External stakeholders are hard
Yesterday I was chatting with someone when the eternal question to ex-Stripes came up, “When is Stripe going to IPO?” Personally, I haven’t the faintest clue, and from there the conversation moved towards Silicon Valley’s fascination with Stripe. Stripe does a lot of things well, and deserves credit for all of that, but I think the hardest thing that it does is often underappreciated: it manages to innovate quickly despite having a vast number of external stakeholders.
My experience is that at B2C companies, your loudest stakeholders are probably your users, your investors, and then your employees. Conversely, at B2B companies it’s probably enterprise users, investors, non-enterprise users, and then employees.

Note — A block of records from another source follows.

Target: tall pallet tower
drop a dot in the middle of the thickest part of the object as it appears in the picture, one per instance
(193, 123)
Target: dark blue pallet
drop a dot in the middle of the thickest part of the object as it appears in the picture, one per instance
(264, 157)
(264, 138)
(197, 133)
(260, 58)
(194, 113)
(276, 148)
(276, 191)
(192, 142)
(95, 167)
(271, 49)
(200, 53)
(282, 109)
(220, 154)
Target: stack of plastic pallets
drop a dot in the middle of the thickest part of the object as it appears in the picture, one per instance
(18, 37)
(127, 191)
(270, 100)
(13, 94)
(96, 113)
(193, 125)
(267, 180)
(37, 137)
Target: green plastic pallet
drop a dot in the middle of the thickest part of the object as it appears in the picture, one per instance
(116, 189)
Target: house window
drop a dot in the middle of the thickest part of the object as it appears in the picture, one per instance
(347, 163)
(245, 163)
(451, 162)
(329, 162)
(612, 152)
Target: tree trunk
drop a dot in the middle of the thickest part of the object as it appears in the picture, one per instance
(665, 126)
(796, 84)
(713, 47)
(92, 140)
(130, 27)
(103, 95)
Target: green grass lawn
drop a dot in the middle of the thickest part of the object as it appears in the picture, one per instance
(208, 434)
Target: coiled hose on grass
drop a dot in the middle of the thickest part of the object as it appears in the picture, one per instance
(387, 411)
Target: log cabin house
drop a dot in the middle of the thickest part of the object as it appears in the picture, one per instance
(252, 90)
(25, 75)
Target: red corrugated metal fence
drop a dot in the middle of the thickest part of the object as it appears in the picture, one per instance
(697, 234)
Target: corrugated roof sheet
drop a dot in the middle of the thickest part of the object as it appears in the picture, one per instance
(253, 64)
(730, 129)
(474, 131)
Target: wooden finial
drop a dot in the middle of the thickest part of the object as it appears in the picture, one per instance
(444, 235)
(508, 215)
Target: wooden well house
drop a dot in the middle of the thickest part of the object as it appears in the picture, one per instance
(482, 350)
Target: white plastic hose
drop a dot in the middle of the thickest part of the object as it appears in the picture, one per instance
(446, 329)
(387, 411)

Unfortunately, that’s just the baseline for B2B. If you’re in a highly regulated industry like finance, integrating with numerous financial partners, working internationally across an increasingly large number of countries, and doing it while each of thoes countries is reimagining data privacy and data locality every six months… that gets hard.
Stripe has retained its ability to ship new product despite the immense pressure from their external stakeholders, and in my opinion that’s their biggest accomplishment as a scaled business. This complements their key insights at previous scaling points: eengineers are the only stakeholder that matter at small startups, and platform switching costs are commensurate with a platform’s capabilities.